En prêtant attention à cette usine de retraitement cyclique de produits infinis qui s’appelle la nature sur le fond de laquelle jusque là nous bâtissions de toutes pièces le mirage hallucinant de produits finis voire jetables (le cycle de vie, c’est la conscience enfin avérée de l’irréalité du jetable), notre appréciation des sociétés dites avancées se transforme, voire s’inverse. Les modes de vie des sociétés tribales que la foi en notre fausse « supériorité occidentale » avait tendance à considérer comme arriérées deviennent les plus modernes, et, en un tout autre sens du mot « technique », les plus technologiquement performantes. Mais quel est ce « nouveau » sens d’une « nouvelle technologie » ?

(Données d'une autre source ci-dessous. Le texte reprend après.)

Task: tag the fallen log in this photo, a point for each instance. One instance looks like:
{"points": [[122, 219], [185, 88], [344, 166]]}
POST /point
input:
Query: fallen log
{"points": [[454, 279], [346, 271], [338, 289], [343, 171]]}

Peut-être convient-il de rappeler en premier lieu que l’art est né du mot grec « techné ». Le philosophe Michel Foucault a passé les dernières années de sa vie à réfléchir au concept de « techné tou biou » « art de vivre ». Que deviendrait la technologie si nous n’attendions plus d’elle qu’elle nous fasse passer de l’Ipad 1 à l’Ipad 2 mais qu’elle s’assume en un tout autre sens qui serait celui de son assimilation à des «techniques d’existence », qu’elle nous fasse peu à peu rentrer dans la complexité de tout ce qu’exister suppose de rouages, de finesses, d’agencement, de composantes. Nous n’envisageons pas un seul instant la possibilité qu’il ait fallu à l’enfant sauvage concevoir une quantité incroyable de stratagèmes, de tactiques, d’approches de solidarités élémentaires pour simplement « exister ». Vivre dans un trou de terre est trop misérablement connoté pour que nous réalisions toute la justesse de cet habitat dans son exploitation de la force géothermique.

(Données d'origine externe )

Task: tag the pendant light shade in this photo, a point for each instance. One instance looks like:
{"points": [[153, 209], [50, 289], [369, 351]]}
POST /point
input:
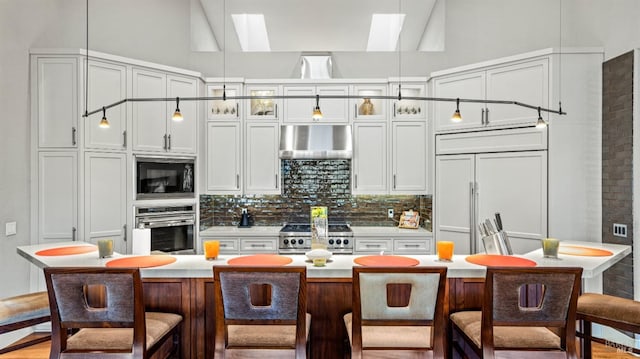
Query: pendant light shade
{"points": [[177, 116], [457, 117], [317, 114], [104, 123], [541, 122]]}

Mais ce n’est pas là le sens que donne Foucault à la « techné tou biou ». il désigne plutôt une « stylistique de l’existence ». Etre est affaire de style. Exister : ça se travaille. Rien n’est tout fait. Tout est à faire et principalement nous-mêmes. Etre humain devient une matière souple, ductile, un peu comme une mousse à mémoire de formes. Et même si Foucault ne s’est intéressé à ce concept qu’au regard de son évolution historique, ou plutôt dans son rapport à une généalogie d’être soi, rien ne nous empêche de porter à cette infinie malléabilité de la « matière humaine » un autre type d’intérêt marqué par l’empreinte imposée à l’homme par « un devenir autre objet de l’objet » forcément marqué par ce devenir propre des forces et des éléments que nous avons déjà évoqué. La voie dont Foucault ouvre le pas est celle d’une technologie intime, aucunement soucieuse de s’extravertir. Il n’est pas question d’accroître son pouvoir par la technique mais plutôt de se sentir consister dans une certaine façon d’être, dans les fluctuations de techniques d’existence multiples qui décident de nous davantage que nous ne décidons d’elles. Et si l’homme ne pesait pas davantage sur la nature qu’au titre d’aiguilleur de mutations des devenirs propres de ses matières premières ?

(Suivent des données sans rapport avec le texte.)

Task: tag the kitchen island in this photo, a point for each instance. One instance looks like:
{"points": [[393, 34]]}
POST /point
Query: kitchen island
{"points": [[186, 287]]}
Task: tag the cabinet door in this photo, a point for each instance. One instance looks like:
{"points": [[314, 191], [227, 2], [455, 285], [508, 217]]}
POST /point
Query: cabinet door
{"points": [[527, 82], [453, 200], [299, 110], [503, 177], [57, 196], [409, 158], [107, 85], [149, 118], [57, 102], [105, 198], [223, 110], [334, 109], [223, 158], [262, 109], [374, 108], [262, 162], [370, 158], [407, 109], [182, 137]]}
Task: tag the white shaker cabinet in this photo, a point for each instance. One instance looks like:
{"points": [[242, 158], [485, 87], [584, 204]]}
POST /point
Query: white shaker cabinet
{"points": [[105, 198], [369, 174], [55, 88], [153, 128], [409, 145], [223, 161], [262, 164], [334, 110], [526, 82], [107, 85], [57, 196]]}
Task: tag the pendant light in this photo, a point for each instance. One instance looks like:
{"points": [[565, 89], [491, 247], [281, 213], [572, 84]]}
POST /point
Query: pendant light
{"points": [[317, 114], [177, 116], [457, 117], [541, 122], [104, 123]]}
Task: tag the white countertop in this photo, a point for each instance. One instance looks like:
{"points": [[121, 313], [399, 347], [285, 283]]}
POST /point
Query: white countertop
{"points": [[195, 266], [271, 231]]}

Foucault a suffisamment mis à mal la notion de sujet humain, de personne préconstituée pour que nous orientions son travail en un sens qui serait plutôt celui des travaux de Gilles Deleuze et de ses devenirs élémentaires ou devenirs animaux. A partir du moment où l’homme fait moins advenir une chose qu’il ne module les devenirs cycliques des matières premières, la notion de destination finale et humanisée de l’objet perd de son importance au bénéfice d’une zone d’indistinction dans laquelle il est offert à l’homme de cesser de se concevoir comme un constructeur mais comme une « donnée variable » d’un univers « donné » constitué d’éléments donnés et « mutants ». Cela signifie qu’un homme n’habite plus une maison avec une ossature bois comme maison mais comme devenir maison du bois, c’est-à-dire d’une matière première dotée de la puissance d’autres « devenirs », prise de conscience par laquelle s’ouvre non seulement la piste d’un travail de recherche dans lequel le bois cesse d’avoir des « propriétés » exploitables pour manifester des solidarités avec « la matière humaine » mais aussi par quoi l’homme se voit ramené à l’évidence de cette condition d’avoir son chemin à faire parmi les choses et de prendre corps dans le sillon de toutes les connexions qu’il va tisser avec les corps des choses. Peut-être n’est-il pas complètement stupide d’envisager la possibilité que l’attention portée au cycle de vie de l’objet transforme le rapport de l’homme à l’objet en une fascinante alchimie pour laquelle il ne serait plus question que de faire couler le métal en fusion de « l’être chose » de toutes les choses. Revenir au pur trouble de la présence mondaine, effective, à ces étonnements d’enfants devant la douceur de la ouate, la rugosité de la pierre, la chaleur de la terre. Etre « tout chose » non seulement de se sentir chose au milieu des choses mais de s’intégrer ainsi à la puissance presque muette de leurs devenirs.